漆黒の羽に覆われ、その体躯は人の背丈以上の大きさで、馬より遥かに早い速度で大地を駆け回る。


だが、その太く頑丈な脚自体が凶器となり、その蹴りは木の幹をも粉砕するほどの力があり、脚爪は鋭利に尖り、人の皮膚をも容易く切り裂く。


漆黒の大きな羽根は、重ねると刃を通さないほど頑丈で、しかも独特の艶を放ち、防具や装飾品としても価値は高いらしく、行商人に渡せば喜んで食料と交換してくれた。


羽根だけでなく、爪や角、嘴、脚の腱も素材として価値が高く、その肉も食べることができる。


狩りの獲物として非常に良い魔物だが、非常に危険であり、熟練の狩人でも不用意に対峙することを躊躇うぐらいだった。


さらに、個体としての強さに加え、厄介なことに、名前の通り口から炎の塊を吐き、遠距離からも攻撃してくるからだ。


通常なら絶対相手にしたくない、そんな魔物だった。



だが、今回新たに狩りの仲間として加わった、魔境での狩りがこの日初めてだった若いサラムは、無謀にもヒクイドリに挑みかかってしまった。



「ひぃっ!」



そして、たちどころに爪によって足を切り裂かれ、負傷して倒れこんでしまった。



「援護する。サラムを後方に!」



私は彼を庇い、ヒクイドリの正面に立った。

魔物が放つ炎の塊を左右に移動しながら避けつつ、互いに正面からぶつかるよう突進した。


魔物がその鋭い爪を持つ脚で、強烈な一撃を見舞うべく延ばした瞬間、左にかわしてその長い首目掛けて剣を横に払った。


ヒクイドリは、断末魔の声を上げることもなく、首を失った体は、そのまま数歩走ると倒れた。



「カイルさん、ヒクイドリに正面から突っ込むとか……、ほんと無茶しますね。

こんなの、誰も真似できない芸当ですよ……」



里の者から半ば呆れた、驚きと賞賛に満ちた声を掛けられながら、急ぎ売り物になる部分、足の腱と爪、漆黒の羽、嘴と頭部の角を皆で剝ぎ取った。


サラムが負傷している以上、肉は諦めるしかなかった。

流れ出る血を止血し、応急処置を行い、我々はいち早くこの場を離れる必要がある。


共に剥ぎ取りを行っていた、以前は私の遊び仲間であったマルスの父親、熟練の狩人であるアルスがヒクイドリについて、説明してくれた。



「このヒクイドリは、火の属性を持つ魔物なんです。

魔物の中でも、属性を待つものは少なく、どれも手強くなかなか倒せないんですよ」



「属性を持つ魔物って、何が違うんですか?」



「こいつは火を吐いたでしょう? 奴らは、その属性に合わせた魔法のようなものを使って来ます。

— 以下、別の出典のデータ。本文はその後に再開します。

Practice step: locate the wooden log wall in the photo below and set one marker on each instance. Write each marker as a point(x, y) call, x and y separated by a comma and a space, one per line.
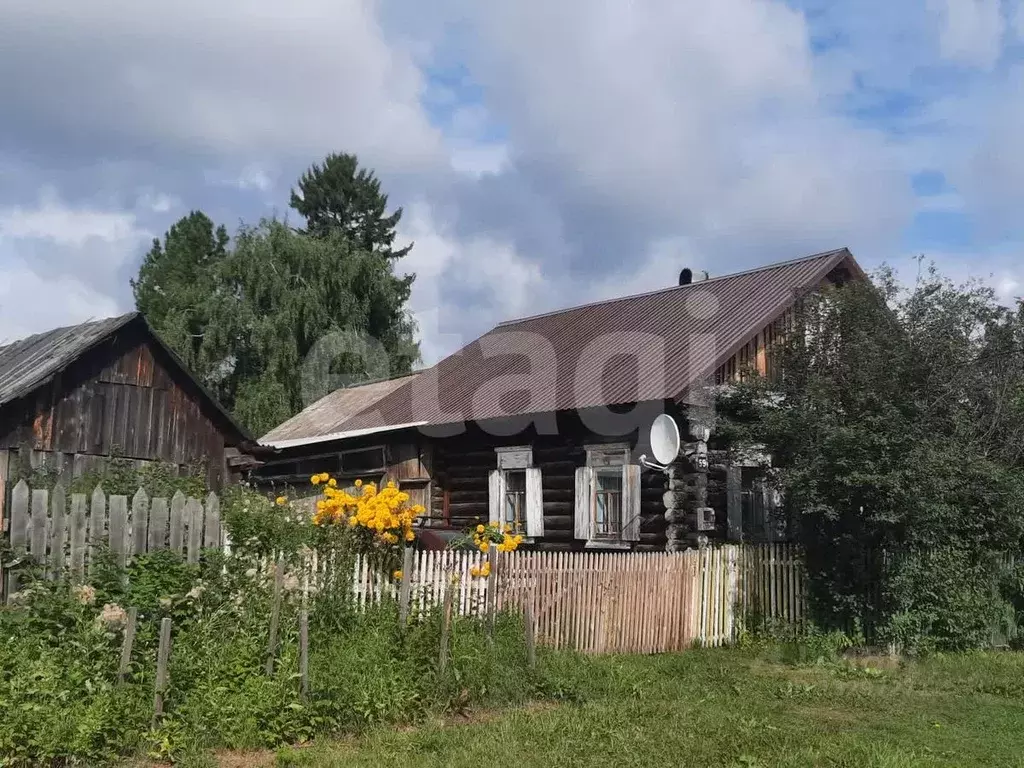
point(460, 486)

そして、属性を持つ魔物はその属性の魔石を体内に持っているんですよ。



「魔石……、ですか?」



「ちょっと待ってて下さいね。

現物を見た方が分かりやすいでしょうから」



そう言って、ヒクイドリを解体しながら水晶の様な形をした、赤い綺麗な石を取り出した。



「ほら、これが魔石です。

使い道もないので、まぁ行商人への売り物としては、そんなに価値がある訳ではないんですが……

良かったら、記念に持っててくださいな」



そう言って、こぶしより少し小さな、火の魔石を渡された。


その瞬間だった。何かとても不思議な感じがした。

まるで何かに呼ばれるように振り返ると、後ろには手当を受けるサラムがいた。



サラム【鑑定結果 特性:火魔法士 状態:付与可能】



鑑定結果に、今まで見たことのない表示、未発現の部分が、付与可能に変わっていた。



これこそ、人外の民として、迫害されて力を失った者たちが、自身と力を取り戻すことになる、記念すべき瞬間であった。



※※※ 禁忌事項 ※※※



『魔境の畔に住まう者、決して禁忌を犯すなかれ。

 禁忌を犯すもの、自らの命を贄に禁忌を知る。

 魔物を人の世界に招く愚行、決して行う事なかれ』



不血の禁忌

魔境の中やその周辺では、決して血を流してはならない

魔物は血の匂いに誘われ森深くからやって来る

負傷の際は直ちに血止めを行い、匂いの強い葉で患部を覆い、血のついた衣服は直ちに焼却すべし



不向の禁忌

魔物に追われた際は、決して人里に向かうべからず

道を知った魔物は、魔境を出て人里へ向かう



不断の禁忌

人を襲った魔物は必ず討伐しなければならない

人の味を覚えた魔物は次から必ず人を狙い襲う



不測の禁忌

複数の魔物を不用意に準備なく相手してはいけない

不慮の襲撃に常に備える準備を怠るなかれ

窮地の魔物は仲間を呼び寄せること忘れるなかれ



不退転の禁忌

進退窮まった時は、馬や家畜を犠牲にして魔物の足止めを行うべし

最後は自らの命を犠牲にしても、魔物を先に進めるべからず

最後までご覧いただきありがとうございます。

次回は明日9時に『魔法の復活』を投稿します。

どうぞよろしくお願いします。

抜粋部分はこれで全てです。